Escritor, é autor de 'Atenção.' e 'Mentiras Reunidas'

Como Organizar uma Biblioteca

  • Preço R$64,90 (144 págs), R$37,90 (ebook)
  • Autoria Roberto Calasso
  • Editora Companhia das Letras
  • Tradução Patricia Peterle

Antes, é preciso alertar a proverbial leitora desavisada: "Como Organizar uma Biblioteca" não é um manual de como organizar sua biblioteca. O capítulo "Como organizar uma livraria" também não é sobre como organizar uma livraria.

Nesse livro, não se encontrarão dicas práticas de catalogação biblioteconômica, mas talvez se descubram as surpreendentes vantagens de uma biblioteca desordenada.

O italiano Roberto Calasso, recentemente morto, é um dos mais famosos editores e ensaístas do século 20 na Europa. Ele começou a trabalhar na editora Adelphi em 1962, aos 21 anos, foi subindo na empresa, chegou a presidente em 1999 e, finalmente, em 2015, a comprou.

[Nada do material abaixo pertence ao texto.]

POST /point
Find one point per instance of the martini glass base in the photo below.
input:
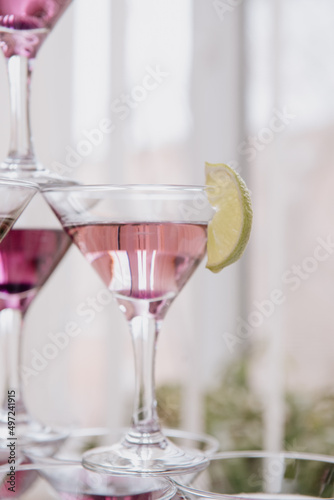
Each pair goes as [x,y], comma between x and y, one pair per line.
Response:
[32,438]
[160,458]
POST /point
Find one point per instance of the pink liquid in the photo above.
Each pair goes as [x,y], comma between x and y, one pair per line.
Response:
[92,496]
[27,258]
[145,265]
[24,24]
[5,225]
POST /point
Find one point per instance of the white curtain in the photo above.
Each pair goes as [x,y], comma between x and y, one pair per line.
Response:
[148,91]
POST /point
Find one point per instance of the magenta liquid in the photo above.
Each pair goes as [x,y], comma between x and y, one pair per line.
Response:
[92,496]
[27,258]
[24,24]
[5,225]
[143,262]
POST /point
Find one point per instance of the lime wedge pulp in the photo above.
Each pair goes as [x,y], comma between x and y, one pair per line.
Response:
[230,227]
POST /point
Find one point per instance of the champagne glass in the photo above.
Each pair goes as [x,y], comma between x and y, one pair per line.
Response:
[261,475]
[32,251]
[145,242]
[24,25]
[14,197]
[55,480]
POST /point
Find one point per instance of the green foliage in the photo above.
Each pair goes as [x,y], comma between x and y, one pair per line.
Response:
[233,413]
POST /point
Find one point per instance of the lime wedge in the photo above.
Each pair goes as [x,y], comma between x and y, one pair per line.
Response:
[229,229]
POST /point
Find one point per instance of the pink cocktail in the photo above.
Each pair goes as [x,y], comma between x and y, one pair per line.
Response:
[145,242]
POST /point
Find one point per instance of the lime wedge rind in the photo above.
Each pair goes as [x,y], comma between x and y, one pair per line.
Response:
[230,228]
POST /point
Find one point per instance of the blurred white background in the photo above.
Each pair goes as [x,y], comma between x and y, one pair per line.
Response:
[245,82]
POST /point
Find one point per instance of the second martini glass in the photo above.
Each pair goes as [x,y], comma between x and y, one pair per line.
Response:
[145,242]
[14,197]
[29,254]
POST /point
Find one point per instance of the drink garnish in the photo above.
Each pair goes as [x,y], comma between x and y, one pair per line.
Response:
[230,227]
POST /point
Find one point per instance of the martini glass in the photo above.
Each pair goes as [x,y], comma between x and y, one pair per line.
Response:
[55,480]
[27,259]
[31,253]
[24,25]
[14,197]
[145,242]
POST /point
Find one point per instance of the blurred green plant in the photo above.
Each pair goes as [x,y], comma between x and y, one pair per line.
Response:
[233,413]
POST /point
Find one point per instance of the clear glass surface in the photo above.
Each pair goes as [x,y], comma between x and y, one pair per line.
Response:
[144,242]
[259,475]
[70,481]
[14,197]
[30,252]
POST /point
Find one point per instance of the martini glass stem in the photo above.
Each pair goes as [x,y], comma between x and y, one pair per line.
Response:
[145,422]
[21,151]
[11,323]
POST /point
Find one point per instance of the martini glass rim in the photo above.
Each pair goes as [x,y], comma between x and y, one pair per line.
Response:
[18,183]
[129,187]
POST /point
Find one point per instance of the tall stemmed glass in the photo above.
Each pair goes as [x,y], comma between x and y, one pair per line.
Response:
[14,197]
[24,25]
[145,242]
[30,253]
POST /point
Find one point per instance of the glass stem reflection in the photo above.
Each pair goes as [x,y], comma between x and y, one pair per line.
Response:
[145,423]
[11,322]
[21,152]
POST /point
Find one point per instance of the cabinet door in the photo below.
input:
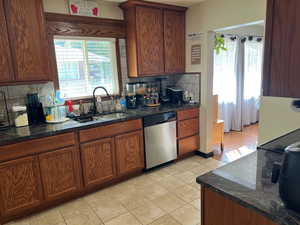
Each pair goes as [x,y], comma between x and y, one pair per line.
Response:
[20,185]
[98,160]
[282,49]
[187,128]
[6,72]
[150,40]
[26,29]
[187,145]
[60,172]
[174,41]
[130,152]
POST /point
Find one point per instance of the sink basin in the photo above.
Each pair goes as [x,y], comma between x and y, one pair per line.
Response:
[111,116]
[106,117]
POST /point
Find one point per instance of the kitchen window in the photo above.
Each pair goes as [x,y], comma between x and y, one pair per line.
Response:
[85,63]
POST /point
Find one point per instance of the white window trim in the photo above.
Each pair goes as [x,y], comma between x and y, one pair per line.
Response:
[114,57]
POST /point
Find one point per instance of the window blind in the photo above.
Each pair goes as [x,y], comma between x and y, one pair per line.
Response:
[85,63]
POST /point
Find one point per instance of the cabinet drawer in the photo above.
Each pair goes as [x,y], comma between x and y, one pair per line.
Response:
[109,130]
[130,152]
[98,162]
[60,172]
[187,128]
[189,144]
[26,148]
[20,186]
[188,114]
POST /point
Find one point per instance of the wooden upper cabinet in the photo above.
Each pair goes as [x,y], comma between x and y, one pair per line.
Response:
[174,41]
[130,152]
[6,71]
[98,161]
[155,38]
[60,172]
[27,35]
[20,185]
[282,49]
[149,40]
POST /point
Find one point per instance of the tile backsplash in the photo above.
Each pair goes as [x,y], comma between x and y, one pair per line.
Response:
[17,94]
[188,82]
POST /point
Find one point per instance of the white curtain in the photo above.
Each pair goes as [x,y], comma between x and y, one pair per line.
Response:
[252,81]
[237,81]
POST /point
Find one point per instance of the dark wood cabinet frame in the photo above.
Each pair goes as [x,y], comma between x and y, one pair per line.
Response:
[68,25]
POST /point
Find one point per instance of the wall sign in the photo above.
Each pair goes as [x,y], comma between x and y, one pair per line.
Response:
[84,8]
[196,54]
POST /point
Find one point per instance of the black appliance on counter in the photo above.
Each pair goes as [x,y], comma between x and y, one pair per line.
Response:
[175,96]
[4,115]
[35,110]
[287,174]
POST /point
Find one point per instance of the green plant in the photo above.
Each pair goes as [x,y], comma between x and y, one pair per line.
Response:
[219,44]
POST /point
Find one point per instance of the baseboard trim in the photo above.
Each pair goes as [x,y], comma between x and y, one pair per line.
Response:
[205,155]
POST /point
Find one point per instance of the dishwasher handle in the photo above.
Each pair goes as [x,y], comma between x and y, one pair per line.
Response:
[159,118]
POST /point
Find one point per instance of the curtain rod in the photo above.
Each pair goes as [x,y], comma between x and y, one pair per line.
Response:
[241,36]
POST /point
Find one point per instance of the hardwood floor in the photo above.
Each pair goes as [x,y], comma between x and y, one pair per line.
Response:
[237,144]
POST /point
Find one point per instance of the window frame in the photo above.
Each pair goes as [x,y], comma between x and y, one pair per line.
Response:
[117,63]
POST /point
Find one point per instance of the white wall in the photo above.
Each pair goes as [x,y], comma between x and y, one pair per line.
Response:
[276,118]
[258,30]
[208,16]
[107,9]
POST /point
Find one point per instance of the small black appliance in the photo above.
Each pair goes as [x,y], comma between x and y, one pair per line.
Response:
[288,175]
[35,110]
[175,95]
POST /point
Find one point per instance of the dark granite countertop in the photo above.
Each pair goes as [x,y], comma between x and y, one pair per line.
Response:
[14,135]
[280,143]
[247,181]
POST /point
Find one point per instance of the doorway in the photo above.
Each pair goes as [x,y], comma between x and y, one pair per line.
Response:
[237,85]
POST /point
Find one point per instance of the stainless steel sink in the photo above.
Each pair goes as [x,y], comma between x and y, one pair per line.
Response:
[111,116]
[105,117]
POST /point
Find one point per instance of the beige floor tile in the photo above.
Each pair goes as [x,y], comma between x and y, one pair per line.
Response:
[187,215]
[133,202]
[168,202]
[49,217]
[187,165]
[171,183]
[108,209]
[187,193]
[25,221]
[125,219]
[196,203]
[158,175]
[187,177]
[148,213]
[79,212]
[171,169]
[194,184]
[152,191]
[165,220]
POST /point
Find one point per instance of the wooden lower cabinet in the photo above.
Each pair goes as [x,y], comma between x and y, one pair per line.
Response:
[130,152]
[189,144]
[20,185]
[219,210]
[60,172]
[98,161]
[187,128]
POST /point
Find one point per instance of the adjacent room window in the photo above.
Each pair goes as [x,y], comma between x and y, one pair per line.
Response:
[85,63]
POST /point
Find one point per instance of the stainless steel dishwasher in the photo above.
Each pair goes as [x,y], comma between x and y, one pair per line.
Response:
[160,139]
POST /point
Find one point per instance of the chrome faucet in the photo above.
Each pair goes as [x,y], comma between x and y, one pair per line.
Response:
[94,97]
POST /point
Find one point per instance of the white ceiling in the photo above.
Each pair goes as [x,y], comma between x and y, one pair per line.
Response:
[186,3]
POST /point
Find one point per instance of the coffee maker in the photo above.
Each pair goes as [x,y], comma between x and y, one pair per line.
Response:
[131,100]
[35,109]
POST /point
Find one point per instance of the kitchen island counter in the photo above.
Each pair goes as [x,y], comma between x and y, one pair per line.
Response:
[247,182]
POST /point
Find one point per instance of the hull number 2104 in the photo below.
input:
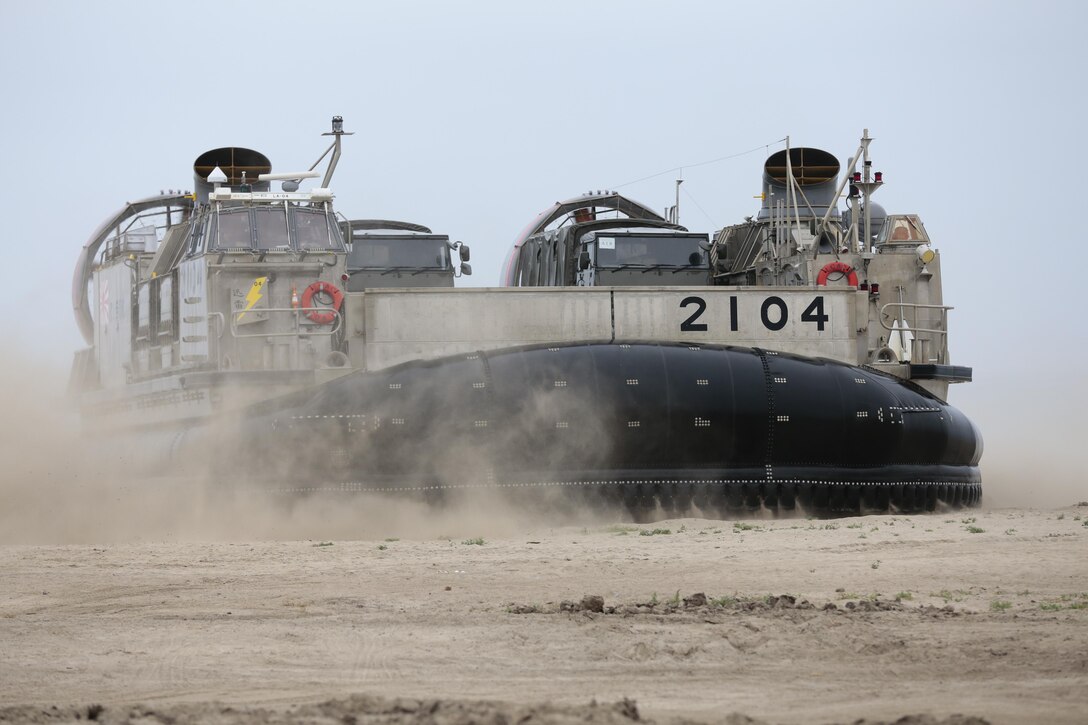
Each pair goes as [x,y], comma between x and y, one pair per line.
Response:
[774,314]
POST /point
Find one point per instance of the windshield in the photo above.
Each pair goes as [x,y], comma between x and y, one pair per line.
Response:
[271,228]
[644,250]
[312,230]
[233,230]
[404,252]
[276,226]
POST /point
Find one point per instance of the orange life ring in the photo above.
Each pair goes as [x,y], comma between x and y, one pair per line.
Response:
[837,267]
[322,315]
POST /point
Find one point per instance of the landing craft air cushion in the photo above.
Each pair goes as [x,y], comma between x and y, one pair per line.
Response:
[627,360]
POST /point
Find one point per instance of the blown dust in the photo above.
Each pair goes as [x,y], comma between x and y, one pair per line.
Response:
[174,599]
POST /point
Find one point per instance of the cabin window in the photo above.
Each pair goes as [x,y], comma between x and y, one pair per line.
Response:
[312,230]
[271,223]
[234,230]
[398,253]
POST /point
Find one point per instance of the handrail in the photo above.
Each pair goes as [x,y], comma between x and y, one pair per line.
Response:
[298,331]
[942,352]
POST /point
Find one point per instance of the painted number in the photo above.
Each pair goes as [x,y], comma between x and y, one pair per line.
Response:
[774,312]
[815,314]
[783,312]
[690,324]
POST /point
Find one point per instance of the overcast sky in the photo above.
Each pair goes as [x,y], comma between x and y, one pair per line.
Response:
[472,117]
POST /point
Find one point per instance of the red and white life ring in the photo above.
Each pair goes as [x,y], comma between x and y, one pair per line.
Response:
[322,315]
[842,268]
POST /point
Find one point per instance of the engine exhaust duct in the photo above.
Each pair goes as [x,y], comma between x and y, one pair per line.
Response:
[237,163]
[815,172]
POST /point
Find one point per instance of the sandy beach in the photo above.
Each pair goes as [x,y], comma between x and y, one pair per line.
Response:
[332,609]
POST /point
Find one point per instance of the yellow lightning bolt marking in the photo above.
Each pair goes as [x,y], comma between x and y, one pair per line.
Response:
[254,295]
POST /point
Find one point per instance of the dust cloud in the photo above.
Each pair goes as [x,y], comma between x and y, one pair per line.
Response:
[1033,430]
[61,487]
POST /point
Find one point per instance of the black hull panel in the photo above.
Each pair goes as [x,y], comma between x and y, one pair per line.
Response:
[722,427]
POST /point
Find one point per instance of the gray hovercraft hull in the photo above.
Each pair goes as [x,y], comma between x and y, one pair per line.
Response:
[716,427]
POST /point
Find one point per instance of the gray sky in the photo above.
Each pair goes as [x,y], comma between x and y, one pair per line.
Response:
[470,118]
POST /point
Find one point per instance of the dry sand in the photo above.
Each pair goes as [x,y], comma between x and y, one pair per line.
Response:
[980,613]
[171,601]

O escritor e editor italiano Roberto Calasso
O escritor e editor italiano Roberto Calasso - Giorgio Magister/Divulgação

Nos últimos 40 anos, escreveu uma série de livros mapeando um vasto panorama da cultura, da literatura e da arte ocidentais a partir de seus mitos fundadores.

O primeiro, publicado em 1983 e ainda inédito por aqui, foi "A Ruína de Kasch"; no Brasil, foram publicados "A Literatura e os Deuses" (2001) e "As Núpcias de Cadmo e Harmonia" (1988), ambos pela Companhia das Letras. Além disso, Calasso também escreveu diversas obras dedicadas a autores específicos, como "K." (2002), sobre Kafka, e "A Folie Baudelaire" (2008), sobre o poeta francês.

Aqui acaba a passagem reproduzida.